【関大社会安全学部 リレーコラム】職場近くや地元の店を大切に

去年のクリスマスは大学近くの飲食店で過ごしました。そんなところにもサンタクロースはやってきました。職場から衣装を借りた常連さんがプレゼントを配り、集まった子供たちは大喜びでした。このような店は、家庭や職場に次ぐ第3の場所かもしれません。
そういえば、テレビドラマには行きつけの店で会話するシーンがよく出てきます。ドラマの進行上、同僚との愚痴や秘密の相談を描く上で便利だからだと思います。でも、もし本当に、退職した元同僚の店などが職場近くにあると、とても便利ですね。先輩と後輩などの年代を超えた交流もでき、一つのコミュニティーが形成されるように思います。
防災では、「自助・共助・公助」という言葉があります。この中で、理念はわかるけれども難しいなあと感じるのが共助です。特に、個人情報保護やプライバシーのことを考えると、たまたま近くに住んでいるだけでは、効果的な共助の関係を構築することは難しいように思います。
これに対して、行きつけの店を中心としたコミュニティーには大きな可能性があるように思います。

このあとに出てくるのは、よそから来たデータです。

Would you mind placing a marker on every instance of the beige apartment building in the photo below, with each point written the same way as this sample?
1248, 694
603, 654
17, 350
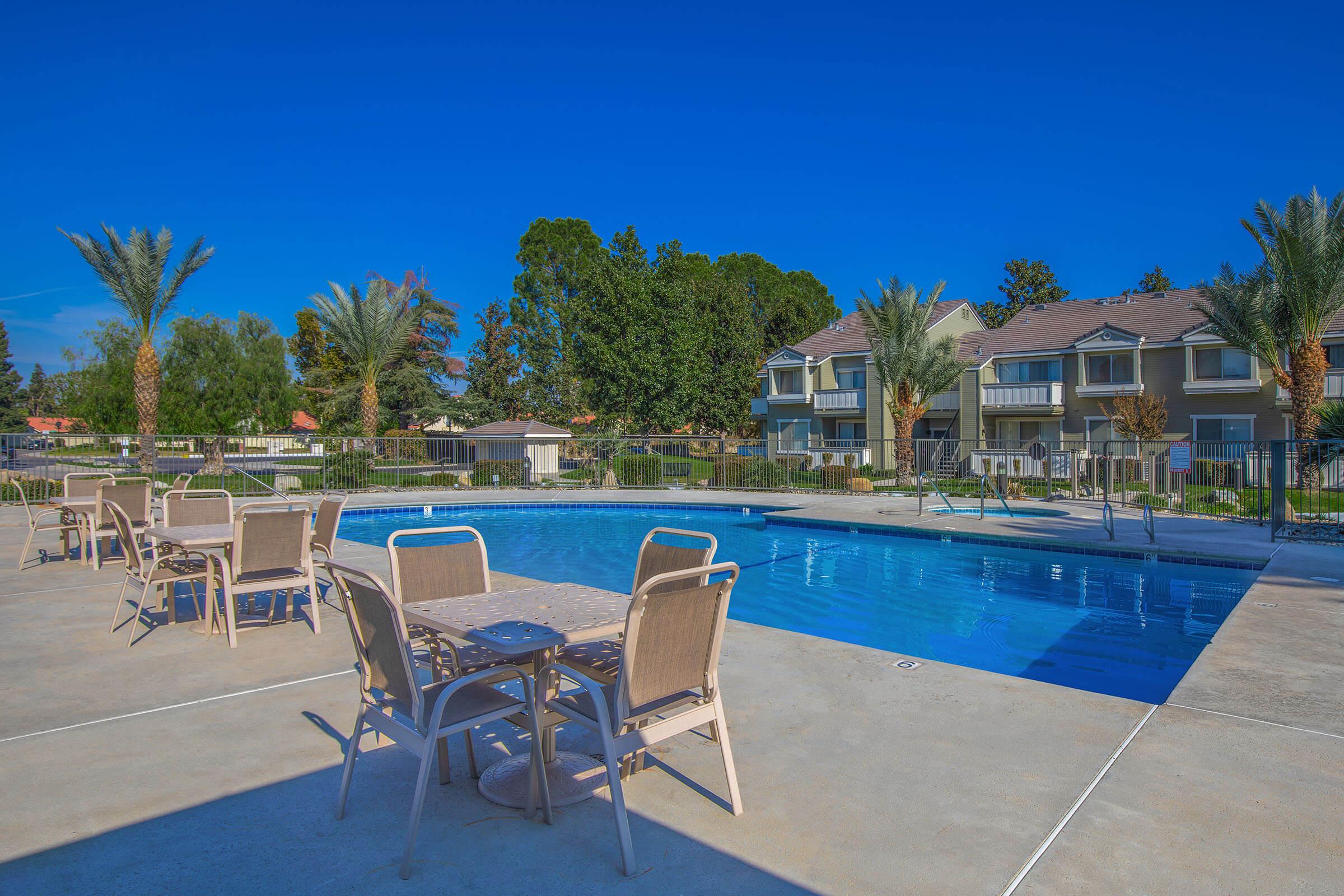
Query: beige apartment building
1043, 378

見知らぬお客さん同士でも気楽にあいさつや会話をする店であれば、次第に関係性が育まれます。また、災害時には電車が止まり、皆が会社で夜を明かした、などという話もありますが、近隣の飲食店と協定を結んでおくと、非常食の備蓄代わりにもなるかもしれません。
新型コロナウイルス禍で、飲食店はさまざまな影響を受けました。職場近くや地元の飲食店は引き続き、大切にしたいですね。